第2話 解禁

 ぼんやりとしているが、何かが見える。幸せそうな? 顔だ。

 何だろうと思っている。これは、あれは、何だろう。何か聞こえる。興味津々。

 次第に成長していく。立って、歩いて、喋って、泣いて、笑って、怒って。一歳、二歳、三歳……歳を重ねていく。楽しい記憶が多い。幼いながらに考えて、上手くいかないときは駄々をこねたり、泣いたり、それ以外は基本的に笑っているようだった。

 両親と兄と自分の四人家族だったらしい。幸せな家族だった。


「どう?」

 急に案内役の声がして、見ていた世界が止まった。

 どう、とはよく分からない。はぁと溜息のような返事をする。

「大丈夫そうだ。順調々々」

 案内役は隣で脚を組みながらにやにやしていた。

 これが普通の反応らしい。

 目を閉じて次に目を開けた時、自分は赤ちゃんになって両親の顔を見ていた。両親であると分かるのはもう少し歳を重ねてからだったが。

 目で見て、音を聴いて、手や口で触って、音を出して、学ぼうとも何も考えずに、ひたすら学んでいた。みんな笑顔でこちらを見ていて幸せだった。赤ちゃんの頃は幸せだとは分からなかったが、死んで、改めて見て幸せだったと分かった。その頃は、まだ何も辛いことなど知らなかったし、知る術もなかったのだから。

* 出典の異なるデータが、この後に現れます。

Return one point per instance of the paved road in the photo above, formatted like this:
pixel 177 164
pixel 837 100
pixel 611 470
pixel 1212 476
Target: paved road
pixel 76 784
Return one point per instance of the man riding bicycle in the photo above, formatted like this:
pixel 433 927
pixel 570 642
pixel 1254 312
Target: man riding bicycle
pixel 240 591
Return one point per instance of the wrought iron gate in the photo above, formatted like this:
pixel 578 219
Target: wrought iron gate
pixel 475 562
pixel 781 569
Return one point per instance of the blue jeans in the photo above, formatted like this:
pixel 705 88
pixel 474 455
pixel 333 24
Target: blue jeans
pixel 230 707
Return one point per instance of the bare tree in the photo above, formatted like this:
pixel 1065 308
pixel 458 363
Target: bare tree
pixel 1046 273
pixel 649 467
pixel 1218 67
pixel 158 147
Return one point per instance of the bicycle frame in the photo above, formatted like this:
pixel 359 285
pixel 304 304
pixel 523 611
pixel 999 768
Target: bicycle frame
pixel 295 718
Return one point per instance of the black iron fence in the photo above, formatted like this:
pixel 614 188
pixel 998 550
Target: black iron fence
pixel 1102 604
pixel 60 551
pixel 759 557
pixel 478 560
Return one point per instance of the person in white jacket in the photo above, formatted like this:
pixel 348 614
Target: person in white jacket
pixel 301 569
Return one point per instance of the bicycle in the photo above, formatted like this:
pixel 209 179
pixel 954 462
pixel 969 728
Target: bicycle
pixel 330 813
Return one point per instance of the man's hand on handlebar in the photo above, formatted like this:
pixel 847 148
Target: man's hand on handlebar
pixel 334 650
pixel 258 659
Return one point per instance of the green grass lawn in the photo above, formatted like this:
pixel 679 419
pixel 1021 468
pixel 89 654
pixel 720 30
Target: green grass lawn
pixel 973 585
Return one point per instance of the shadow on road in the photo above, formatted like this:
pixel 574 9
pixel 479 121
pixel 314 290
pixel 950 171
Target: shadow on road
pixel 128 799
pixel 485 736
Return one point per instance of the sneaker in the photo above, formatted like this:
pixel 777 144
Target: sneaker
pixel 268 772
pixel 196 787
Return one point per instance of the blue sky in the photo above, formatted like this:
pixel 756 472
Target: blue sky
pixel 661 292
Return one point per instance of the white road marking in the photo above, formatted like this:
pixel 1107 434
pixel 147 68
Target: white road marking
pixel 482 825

 記憶をただ見るだけではなく、その時の感情や思考まで分かる。そして、それとは別に今の自分の意識がある。記憶を見るとは、つまり生きていた時を再び経験することだ。生き返ったかのようだったが明らかに一つだけ違った。肉体的な感覚が直接伝わってこなかったのだ。怪我をして血が出ても実際に刺激を受けることはなく、感じるのは痛いと感じたことだった。肉体がないから感じることができないのだ。

 新鮮。自分の記憶なのに新鮮とは可笑しいが、初めて見るように記憶を見ていた。また、やはりどこか懐かしく思えた。見れば見るほど自分という人間を思い出し、自分が出来上がっていく感じがする。

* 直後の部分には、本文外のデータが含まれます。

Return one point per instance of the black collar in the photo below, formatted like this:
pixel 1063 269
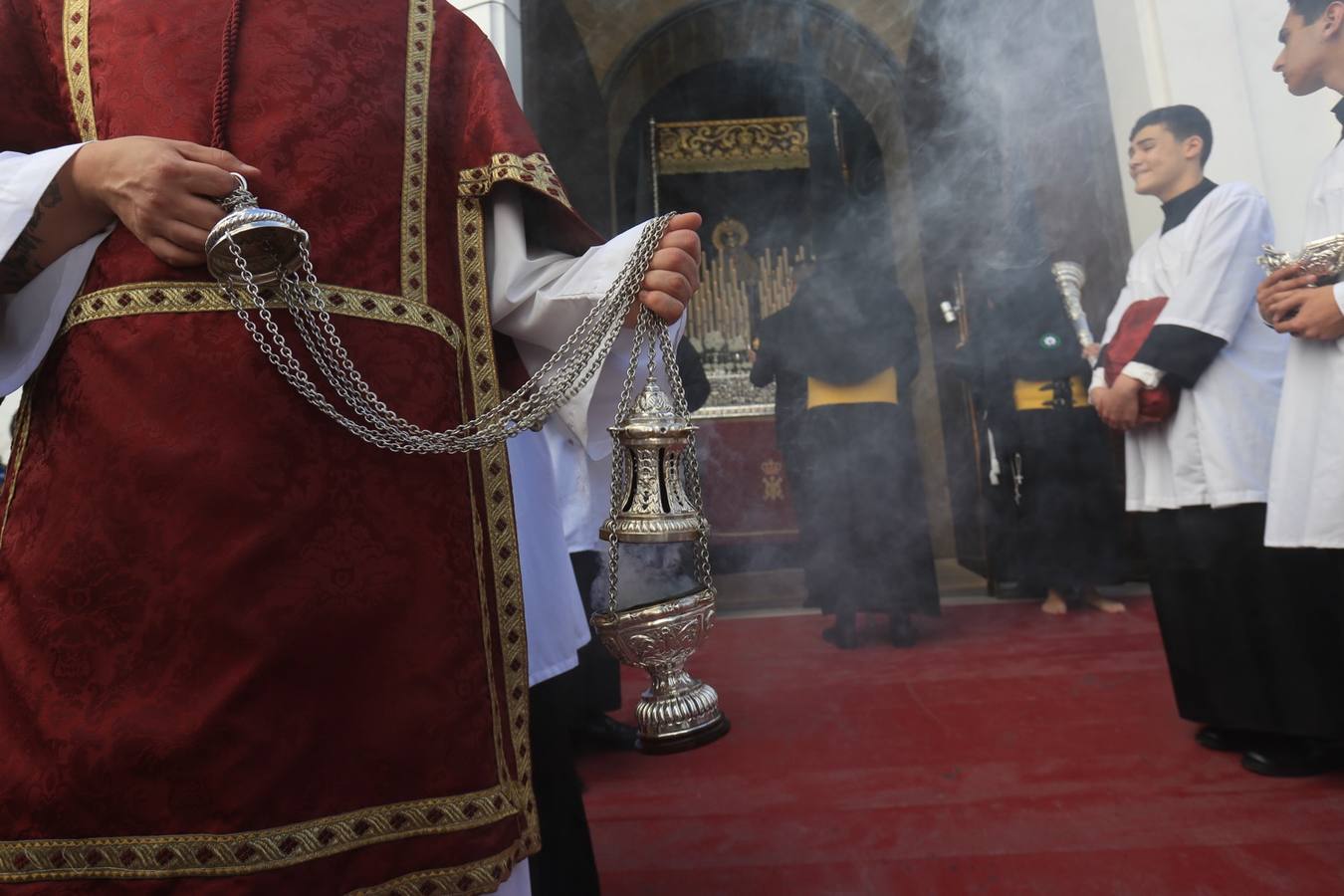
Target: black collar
pixel 1179 208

 正月とお盆には祖父母の家に家族で帰省していたようだ。

 帰省という言葉を知るのは小学校の中学年くらいになってからだった。それ以前はいつも顔を合わせない人たちが集まって楽しいなと思うくらいで、帰省という言葉はもやもやしていて思い出せなかった。死んだ自分の知識も成長と共に増えていくようだった。

 お盆には親戚一同で近くの墓地に墓参りに行っていた。幼稚園児や小学生になりたての自分たちは墓地でも走り回っていた。普段と違う場所というのは好奇心を掻き立てるのだ。そんな子供たちに親たちは手を焼いていた。

 おやつの時間になり墓参り前に作っておいたゼリーを食べることになった。各々自分で選んだ型に流し込んだゼリーを皿に移す。上手く出せる子もいればそうでない子もいた。

 型からお皿に出された赤くキラキラ輝くゼリーは魅力的だった。少し揺らすとふるふる揺れて輝くのだ。

 ゼリーに見とれながら隣の部屋に運んでいると、突然、後ろから押された。ゼリーがキラキラしながら勢い良く宙を舞っているように思えた。はっと思い、お皿に目をやる。お皿はしっかりと手に握られていたがゼリーは床に落ちていた。そして後ろから泣き声が聞こえてきた。振り向くと年下のゆうちゃんが泣いていた。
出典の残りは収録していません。